G.K. berichtete in seiner Aussage, dass er bei einem Besuch der Döner-Kette, an der er beteiligt war, zu einem Arbeitsplatz mit der Aufschrift „Süleymaniye Eğitim Kültür Vakfı“ (Süleymaniye Bildungs- und Kulturstiftung) geführt wurde. Dort seien etwa 15 türkische Geschäftsleute anwesend gewesen, und er habe dort Pakcan kennengelernt. Der Zeuge gab an, mit Studenten im Wohnheim gesprochen zu haben, wobei ein Student namens Emre Informationen über die Treffen am Donnerstag gegeben habe.

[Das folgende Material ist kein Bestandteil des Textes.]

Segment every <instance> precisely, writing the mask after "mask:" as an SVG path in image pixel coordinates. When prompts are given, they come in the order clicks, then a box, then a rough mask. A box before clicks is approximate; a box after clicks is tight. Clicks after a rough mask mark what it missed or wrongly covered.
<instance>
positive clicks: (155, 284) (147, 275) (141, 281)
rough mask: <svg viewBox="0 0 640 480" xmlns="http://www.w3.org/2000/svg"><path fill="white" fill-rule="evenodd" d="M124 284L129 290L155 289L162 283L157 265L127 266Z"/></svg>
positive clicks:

„Jeden Donnerstag treffen sich die Mitglieder der Struktur und halten eine Fluchsitzung gegen die Regierung ab.“
Ein weiterer Vorwurf des Zeugen betraf Treffen in Bolu. G.K. behauptete, dass die Villensiedlung „Binbir Evler“ in der Nähe des Dorfes Gövem in Bolu als Koordinationszentrum für die Struktur genutzt wurde und dort illegal gesammeltes Geld versteckt worden sei.

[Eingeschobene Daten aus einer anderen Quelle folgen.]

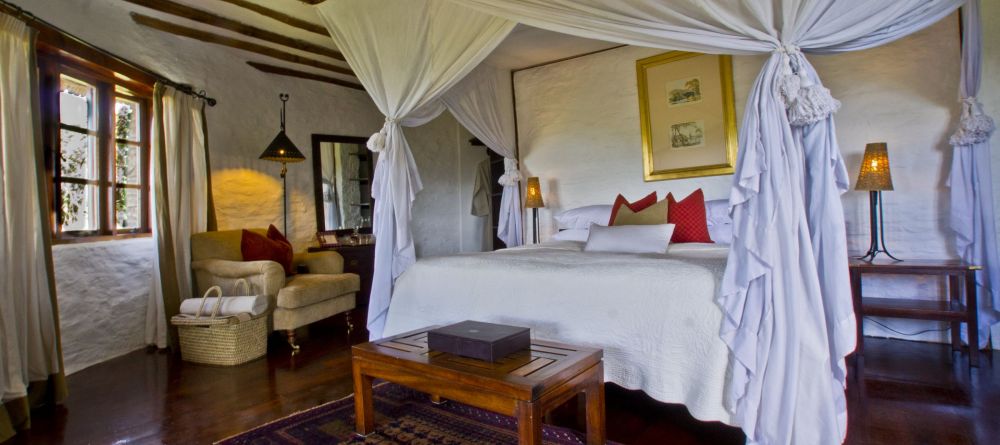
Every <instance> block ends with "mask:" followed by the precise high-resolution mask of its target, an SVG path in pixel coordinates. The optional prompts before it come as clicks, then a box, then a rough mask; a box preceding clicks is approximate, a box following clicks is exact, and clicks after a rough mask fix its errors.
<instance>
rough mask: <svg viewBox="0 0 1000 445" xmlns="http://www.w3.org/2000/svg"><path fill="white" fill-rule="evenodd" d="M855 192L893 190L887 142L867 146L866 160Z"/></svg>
mask: <svg viewBox="0 0 1000 445" xmlns="http://www.w3.org/2000/svg"><path fill="white" fill-rule="evenodd" d="M854 189H855V190H892V174H891V173H890V172H889V151H888V149H887V147H886V144H885V142H872V143H870V144H868V145H866V146H865V158H864V159H863V160H862V161H861V172H859V173H858V183H857V185H855V186H854Z"/></svg>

„AUF ANWEISUNG VON KURIŞ ZUR BEERDIGUNG VON GÜLEN GEREIST“
G.K. behauptete zudem, dass Pakcan auf Anweisung von Alihan Kuriş zur Beerdigung des FETÖ-Anführers Fetullah Gülen gereist sei. Der Zeuge gab an, dass dieser Umstand durch Ein- und Ausreiseregistrierungen belegt sei. In seiner Aussage betonte G.K., seine Verbindungen zu der Struktur abgebrochen zu haben, und forderte die Behörden auf, die Ermittlungen zu vertiefen.